Odia freedom fighter

Annapurna Maharana (née Choudhury 3 November 1917 – 31 December 2012) was an India pro-independence activist active in the Indian independence movement. She was also a prominent social and women's rights activist. Maharana was a close ally of Mahatma Gandhi.

==Personal life==
Annapurna was born in Orissa Province, British India (now Odisha, India) on 3 November 1917 in an aristocratic Zamindar Karan family, the second child of Ramadevi Choudhury and Gopabandhu Choudhury. Both of her parents were active in the Indian independence movement from the United Kingdom.

==Role during independence==
Annapurna began actively campaigning for independence when she was fourteen years old, becoming a supporter of Mohandas Gandhi. In 1934, she joined Gandhi on his "Harijan Pada Yatra" march through Odisha from Puri to Bhadrak. Choudhury was arrested several times by British and British Raj, including August 1942 during the Quit India Movement civil disobedience campaign.

Following independence, Annapurna advocated on behalf of women and children in India. She opened a school in Odisha's Rayagada district for the children of the area's tribal population. Annapurna also became involved with the Bhoodan movement, or Land Gift Movement, started by Vinoba Bhave. She further campaigned to integrate the Dacoits active of the Chambal Valley.

During the emergency she protested by helping Ramadevi Choudhury with their newspaper published by the Gram Sevak Press.
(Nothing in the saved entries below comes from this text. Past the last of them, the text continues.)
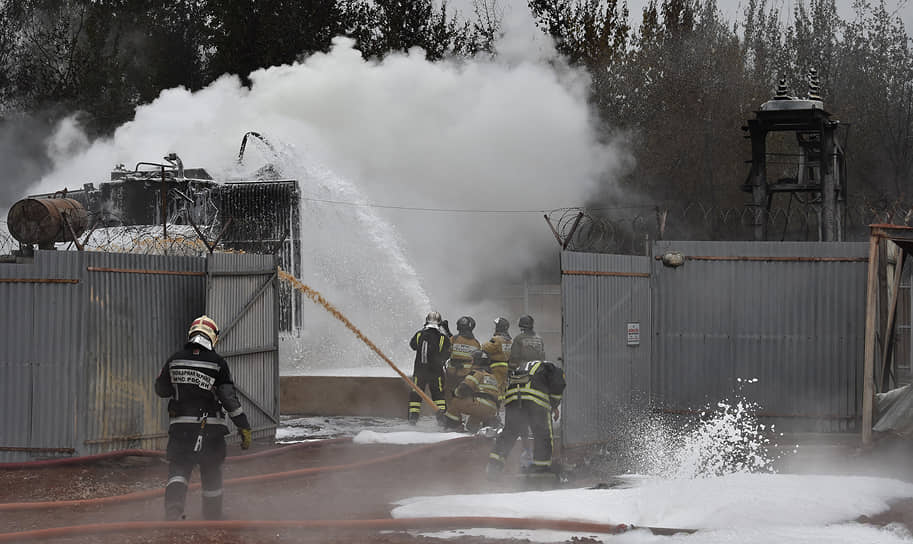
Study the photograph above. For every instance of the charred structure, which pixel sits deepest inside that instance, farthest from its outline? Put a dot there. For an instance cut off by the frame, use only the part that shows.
(251, 216)
(816, 165)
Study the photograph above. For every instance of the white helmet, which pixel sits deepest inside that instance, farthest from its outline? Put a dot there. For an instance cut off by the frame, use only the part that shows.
(203, 331)
(433, 318)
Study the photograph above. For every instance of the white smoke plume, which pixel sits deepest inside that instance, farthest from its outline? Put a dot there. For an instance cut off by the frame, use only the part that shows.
(500, 140)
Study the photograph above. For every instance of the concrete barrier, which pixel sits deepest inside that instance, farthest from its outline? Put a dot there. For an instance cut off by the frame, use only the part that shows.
(344, 396)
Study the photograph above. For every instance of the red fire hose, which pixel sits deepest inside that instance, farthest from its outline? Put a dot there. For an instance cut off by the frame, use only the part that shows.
(401, 524)
(150, 493)
(49, 463)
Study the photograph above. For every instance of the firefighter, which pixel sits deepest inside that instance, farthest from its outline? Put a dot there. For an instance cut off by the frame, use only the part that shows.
(532, 399)
(527, 346)
(498, 349)
(199, 385)
(432, 349)
(477, 396)
(462, 347)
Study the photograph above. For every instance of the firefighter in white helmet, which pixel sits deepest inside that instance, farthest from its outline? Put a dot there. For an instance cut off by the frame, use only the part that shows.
(432, 349)
(198, 383)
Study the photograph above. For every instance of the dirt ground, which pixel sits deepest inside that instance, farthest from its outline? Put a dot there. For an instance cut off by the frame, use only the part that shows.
(382, 475)
(390, 473)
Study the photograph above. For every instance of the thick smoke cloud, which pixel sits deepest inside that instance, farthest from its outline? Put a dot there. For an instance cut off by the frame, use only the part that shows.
(23, 153)
(503, 139)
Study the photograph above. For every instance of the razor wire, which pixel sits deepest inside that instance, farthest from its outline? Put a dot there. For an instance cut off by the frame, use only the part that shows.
(600, 230)
(621, 230)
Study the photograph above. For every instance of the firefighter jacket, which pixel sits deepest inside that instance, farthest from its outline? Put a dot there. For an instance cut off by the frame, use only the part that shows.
(461, 351)
(527, 346)
(432, 349)
(498, 350)
(541, 382)
(481, 385)
(198, 382)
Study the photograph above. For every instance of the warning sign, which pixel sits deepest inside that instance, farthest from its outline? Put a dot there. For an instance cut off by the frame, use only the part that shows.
(634, 334)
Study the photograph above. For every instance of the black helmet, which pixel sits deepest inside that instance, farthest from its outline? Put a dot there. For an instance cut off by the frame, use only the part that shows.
(502, 324)
(466, 324)
(526, 323)
(480, 358)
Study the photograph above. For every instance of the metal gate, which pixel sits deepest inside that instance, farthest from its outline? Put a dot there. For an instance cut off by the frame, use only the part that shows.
(242, 297)
(606, 315)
The newspaper was banned by the government and was arrested along with Ramadevi Choudhury and other leaders from Orissa like Nabakrushna Choudhuri, Harekrushna Mahatab, Manmohan Choudhury, Jaykrushana Mohanty and others.

The Central University of Odisha awarded Annapurna Choudhury an Honoris Causa (honorary degree) in a ceremony held at her Cuttack home on 19 August 2012.

==Death==
Annapurna Choudhury died of lengthy illnesses related to old age, at her home in Bakharabad, Cuttack, Odisha, at 10:30 p.m. on 31 December 2012, aged 96. Her late husband, Sarat Maharana, died in 2009. She was cremated with honors at the Khannagar crematorium in Cuttack on 2 January 2013.

Governor of Odisha Murlidhar Chandrakant Bhandare and Chief Minister Naveen Patnaik described her death as "irreparable loss" to India and Odisha.